To show that if $I=\langle 12 \rangle$, then $\text{Rad}(I)=\langle 6\rangle$, I did the following:
$$36=3 \cdot 12 \\ 6^2=36 \in I \Rightarrow 6 \in \text{Rad}(I) \Rightarrow \langle 6 \rangle \subseteq \text{Rad}(I)$$
Let $a \in \text{Rad}(I) \Rightarrow \exists n \in \mathbb{N}$ such that $a^n \in \langle 12 \rangle$ that means that $a^n=12 l, l \in \mathbb{Z} \Rightarrow 12 \mid a^n \Rightarrow 6 \mid a^n$
But how can we conclude from here that $a \in \langle 6 \rangle$ ?
Lemma: Let $R$ be an integral domain, if $p, q$ are two primes in $R$ that are not associates (that is, $p \nmid q$ and $q \nmid p$) such that $p \mid x$ and $q \mid x$, then $pq \mid x$.
Proof: Since $p \mid x$, then $x = ps$ for some $s \in R$. Since $q \mid x = ps$ it follows that $q \mid s$ since $q$ is prime and $q \nmid p$ by hypothesis. Hence $s = qt$ for some $t \in R$. Thus $x = ps = p(qt) = (pq)t$ and thus $pq \mid x$ as desired. $\square$.
Claim: If $I = \langle 12 \rangle$, then $\text{rad}(I) = \langle 6 \rangle$.
Proof: Let $x \in \langle 6 \rangle$, then $x = 6 \cdot s$ for some $s \in \mathbb Z$. Observe that $$x^2 = (6s)^2 = 36s^2 = 12 \cdot (3s^2) \in \langle 12 \rangle.$$ Thus by definition $x \in \text{rad}(I)$.
Let $x \in \text{rad}(I)$, then there exists $n > 0$ such that $x^n \in I$, that is, $x^n = 12 \cdot m = 2^2 \cdot 3 \cdot m$ for some $m \in \mathbb Z$. In particular we have $2 \mid x^n$ and $3 \mid x^n$. Since both are prime we have $2 \mid x$ and $3 \mid x$. Since they are not associate, we can conclude by the lemma that $2 \cdot 3 = 6 \mid x$ and hence $x \in \langle 6 \rangle$.$\square$.
We can prove a slight generalization:
Claim: Let $R$ be a UFD, $r \in R$ with prime factorization $r = p_1^{k_1} \cdots p_n^{k_n}$, then $\text{rad}\langle r \rangle = \langle p_1 \cdots p_n \rangle$.
Proof: Let $x \in \langle p_1 \cdots p_n \rangle$, then $x = (p_1 \cdots p_n) \cdot s$ for some $s \in R$. Choose $k = \max\{k_1, \ldots, k_n\}$ and observe that $$x^k = (p_1 \cdots p_n)^k \cdot s^k = (p_1^k \cdots p_n^k) \cdot s^k$$ which means $g \mid x^k \Leftrightarrow x^k \in \langle g \rangle$ and hence $x \in \text{rad}\langle g \rangle$.
Let $x \in \text{rad}(g)$, then $x^k \in \langle g \rangle$ for some $k > 0$. Observe that $x^k = (p_1^{k_1} \cdots p_n^{k_n}) \cdot s$ for some $s \in R$. Notice that $p_1 \mid x^k, \ldots, p_n \mid x^k$ and hence we get $p_1 \mid x, \ldots, p_n \mid x$ by the primality of the $p_i$'s.

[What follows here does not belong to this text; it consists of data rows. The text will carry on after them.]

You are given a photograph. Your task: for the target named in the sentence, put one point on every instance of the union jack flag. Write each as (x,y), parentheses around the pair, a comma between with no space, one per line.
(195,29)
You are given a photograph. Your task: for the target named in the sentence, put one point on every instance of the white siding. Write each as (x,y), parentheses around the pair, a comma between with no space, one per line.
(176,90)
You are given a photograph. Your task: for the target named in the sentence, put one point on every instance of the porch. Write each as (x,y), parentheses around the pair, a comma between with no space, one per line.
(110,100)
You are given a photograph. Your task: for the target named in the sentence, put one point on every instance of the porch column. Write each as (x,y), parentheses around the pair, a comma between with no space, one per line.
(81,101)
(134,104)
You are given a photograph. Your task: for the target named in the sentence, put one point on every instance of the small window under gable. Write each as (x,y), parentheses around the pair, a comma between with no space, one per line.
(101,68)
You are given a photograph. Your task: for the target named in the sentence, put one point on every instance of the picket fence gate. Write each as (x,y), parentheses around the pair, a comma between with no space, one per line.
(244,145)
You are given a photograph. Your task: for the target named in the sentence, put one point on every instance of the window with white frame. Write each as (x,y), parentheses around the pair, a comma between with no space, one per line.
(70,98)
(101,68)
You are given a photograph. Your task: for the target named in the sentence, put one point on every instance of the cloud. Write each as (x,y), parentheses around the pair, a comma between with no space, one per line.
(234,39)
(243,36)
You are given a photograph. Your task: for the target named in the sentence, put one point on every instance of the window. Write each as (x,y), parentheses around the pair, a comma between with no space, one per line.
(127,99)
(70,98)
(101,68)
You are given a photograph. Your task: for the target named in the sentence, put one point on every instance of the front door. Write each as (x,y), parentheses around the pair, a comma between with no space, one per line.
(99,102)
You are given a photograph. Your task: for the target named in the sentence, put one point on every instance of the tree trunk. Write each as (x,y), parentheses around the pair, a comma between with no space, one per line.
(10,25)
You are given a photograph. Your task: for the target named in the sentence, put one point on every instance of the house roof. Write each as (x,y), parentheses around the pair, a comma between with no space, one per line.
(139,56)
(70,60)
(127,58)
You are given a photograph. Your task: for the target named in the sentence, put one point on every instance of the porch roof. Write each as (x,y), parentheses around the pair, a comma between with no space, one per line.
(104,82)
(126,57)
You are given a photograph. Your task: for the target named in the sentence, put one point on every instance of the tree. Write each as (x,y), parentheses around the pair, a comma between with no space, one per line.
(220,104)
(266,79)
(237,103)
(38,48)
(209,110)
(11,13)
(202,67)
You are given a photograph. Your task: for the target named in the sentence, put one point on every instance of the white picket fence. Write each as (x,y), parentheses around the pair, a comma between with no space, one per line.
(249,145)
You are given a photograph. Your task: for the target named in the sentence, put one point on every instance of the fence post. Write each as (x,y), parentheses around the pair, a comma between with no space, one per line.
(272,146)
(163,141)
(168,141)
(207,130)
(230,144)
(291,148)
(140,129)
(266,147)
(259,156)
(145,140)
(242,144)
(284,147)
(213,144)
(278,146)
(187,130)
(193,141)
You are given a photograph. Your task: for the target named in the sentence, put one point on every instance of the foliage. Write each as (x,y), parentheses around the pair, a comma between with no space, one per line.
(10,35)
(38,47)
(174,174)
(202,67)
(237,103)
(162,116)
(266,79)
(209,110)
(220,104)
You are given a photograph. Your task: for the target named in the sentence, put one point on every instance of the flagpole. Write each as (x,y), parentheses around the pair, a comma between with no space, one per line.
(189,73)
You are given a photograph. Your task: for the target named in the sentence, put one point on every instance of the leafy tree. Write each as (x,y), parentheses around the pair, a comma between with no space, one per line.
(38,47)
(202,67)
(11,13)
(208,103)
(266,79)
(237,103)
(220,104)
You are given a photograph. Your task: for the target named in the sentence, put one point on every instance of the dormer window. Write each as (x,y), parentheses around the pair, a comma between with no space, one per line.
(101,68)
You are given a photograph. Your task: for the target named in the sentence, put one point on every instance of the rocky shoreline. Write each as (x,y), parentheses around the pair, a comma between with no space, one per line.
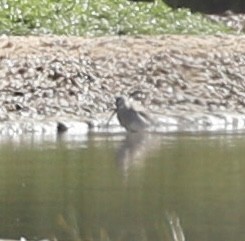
(189,82)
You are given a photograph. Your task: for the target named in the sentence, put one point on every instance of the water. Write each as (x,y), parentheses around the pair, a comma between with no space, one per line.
(123,188)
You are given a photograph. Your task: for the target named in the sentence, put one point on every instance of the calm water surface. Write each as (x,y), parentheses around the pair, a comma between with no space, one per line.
(126,187)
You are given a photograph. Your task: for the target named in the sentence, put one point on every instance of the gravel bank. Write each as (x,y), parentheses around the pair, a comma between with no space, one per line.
(72,78)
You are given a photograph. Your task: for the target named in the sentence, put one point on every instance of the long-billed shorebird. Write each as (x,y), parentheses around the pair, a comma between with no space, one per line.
(130,118)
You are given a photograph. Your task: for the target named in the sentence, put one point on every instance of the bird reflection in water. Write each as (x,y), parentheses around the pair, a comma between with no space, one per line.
(134,149)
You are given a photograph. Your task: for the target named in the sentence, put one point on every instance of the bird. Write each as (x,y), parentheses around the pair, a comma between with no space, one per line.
(130,118)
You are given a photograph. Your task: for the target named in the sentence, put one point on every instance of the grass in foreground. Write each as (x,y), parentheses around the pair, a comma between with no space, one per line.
(96,18)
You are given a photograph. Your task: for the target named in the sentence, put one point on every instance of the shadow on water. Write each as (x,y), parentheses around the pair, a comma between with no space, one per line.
(123,187)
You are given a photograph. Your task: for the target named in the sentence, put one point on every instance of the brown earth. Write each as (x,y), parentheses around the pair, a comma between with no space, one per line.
(79,77)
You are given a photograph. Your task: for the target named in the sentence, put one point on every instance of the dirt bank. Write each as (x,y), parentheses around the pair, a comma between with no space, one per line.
(78,78)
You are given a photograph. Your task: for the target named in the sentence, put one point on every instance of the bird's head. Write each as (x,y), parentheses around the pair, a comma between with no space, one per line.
(120,102)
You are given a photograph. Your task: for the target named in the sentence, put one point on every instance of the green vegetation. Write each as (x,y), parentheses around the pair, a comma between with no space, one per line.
(96,18)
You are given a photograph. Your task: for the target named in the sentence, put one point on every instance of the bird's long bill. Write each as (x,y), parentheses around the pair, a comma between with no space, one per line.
(113,113)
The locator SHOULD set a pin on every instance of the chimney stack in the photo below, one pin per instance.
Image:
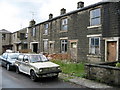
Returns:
(32, 23)
(63, 11)
(80, 4)
(50, 16)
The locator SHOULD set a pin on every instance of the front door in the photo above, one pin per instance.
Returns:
(51, 47)
(73, 50)
(35, 47)
(111, 51)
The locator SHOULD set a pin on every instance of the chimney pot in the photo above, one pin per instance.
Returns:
(80, 4)
(50, 16)
(32, 23)
(63, 11)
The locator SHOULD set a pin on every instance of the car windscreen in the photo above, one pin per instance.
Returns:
(37, 58)
(13, 56)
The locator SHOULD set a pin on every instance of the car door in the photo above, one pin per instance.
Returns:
(4, 59)
(25, 64)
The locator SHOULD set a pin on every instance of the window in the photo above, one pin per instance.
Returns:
(22, 36)
(46, 26)
(34, 32)
(63, 46)
(3, 36)
(64, 24)
(24, 46)
(95, 17)
(94, 47)
(45, 45)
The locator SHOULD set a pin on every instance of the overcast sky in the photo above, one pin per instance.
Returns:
(16, 14)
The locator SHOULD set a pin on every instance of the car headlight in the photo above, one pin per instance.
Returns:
(40, 70)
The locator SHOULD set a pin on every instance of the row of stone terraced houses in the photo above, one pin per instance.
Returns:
(90, 34)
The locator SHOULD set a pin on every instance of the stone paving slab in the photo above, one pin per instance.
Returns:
(86, 82)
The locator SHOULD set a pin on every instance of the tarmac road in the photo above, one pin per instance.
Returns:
(10, 79)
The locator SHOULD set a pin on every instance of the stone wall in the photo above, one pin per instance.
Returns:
(0, 43)
(103, 73)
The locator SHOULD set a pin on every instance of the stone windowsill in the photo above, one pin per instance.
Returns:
(96, 26)
(95, 56)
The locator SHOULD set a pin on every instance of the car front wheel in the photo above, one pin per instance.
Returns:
(17, 70)
(8, 67)
(33, 76)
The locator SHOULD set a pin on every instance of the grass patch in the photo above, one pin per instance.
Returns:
(75, 69)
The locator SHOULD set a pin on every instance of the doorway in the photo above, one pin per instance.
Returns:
(73, 50)
(111, 51)
(35, 47)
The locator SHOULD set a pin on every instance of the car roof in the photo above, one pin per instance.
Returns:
(29, 54)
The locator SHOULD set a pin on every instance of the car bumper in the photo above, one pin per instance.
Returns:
(50, 73)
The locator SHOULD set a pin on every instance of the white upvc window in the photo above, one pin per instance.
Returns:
(94, 45)
(95, 17)
(45, 45)
(34, 32)
(64, 44)
(64, 24)
(46, 26)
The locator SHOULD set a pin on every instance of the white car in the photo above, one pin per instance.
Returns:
(36, 65)
(8, 60)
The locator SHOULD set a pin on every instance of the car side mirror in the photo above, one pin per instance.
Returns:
(26, 61)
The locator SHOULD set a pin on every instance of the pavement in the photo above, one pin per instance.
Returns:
(87, 83)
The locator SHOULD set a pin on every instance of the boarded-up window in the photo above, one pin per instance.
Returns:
(45, 45)
(95, 17)
(63, 46)
(64, 24)
(3, 36)
(94, 45)
(46, 26)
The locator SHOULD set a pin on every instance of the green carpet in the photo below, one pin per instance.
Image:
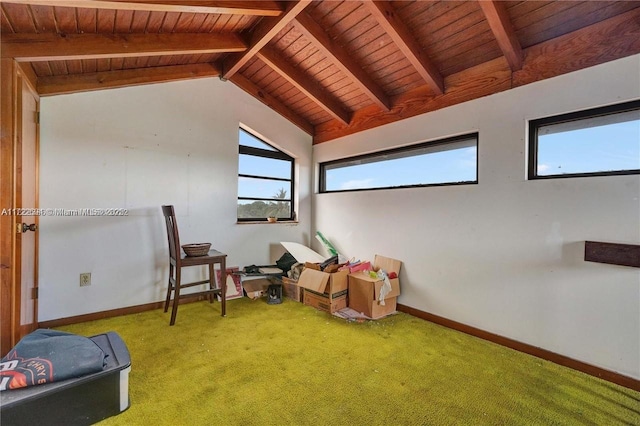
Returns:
(289, 364)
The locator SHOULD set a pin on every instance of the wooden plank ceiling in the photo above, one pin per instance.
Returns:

Since $p_i \nsim p_j$ for $i \neq j$ (that is, they are not associates of each other), we can use a generalized version of the lemma above (easily shown using induction) and conclude that $p_1 \cdots p_n \mid x$. Conclude that $x \in \langle p_1 \cdots p_n \rangle$.
Note: $R$ is restricted to a UFD so that $r$ can be written as $r = p_1^{k_1} \cdots p_n^{k_n}$ uniquely up to units.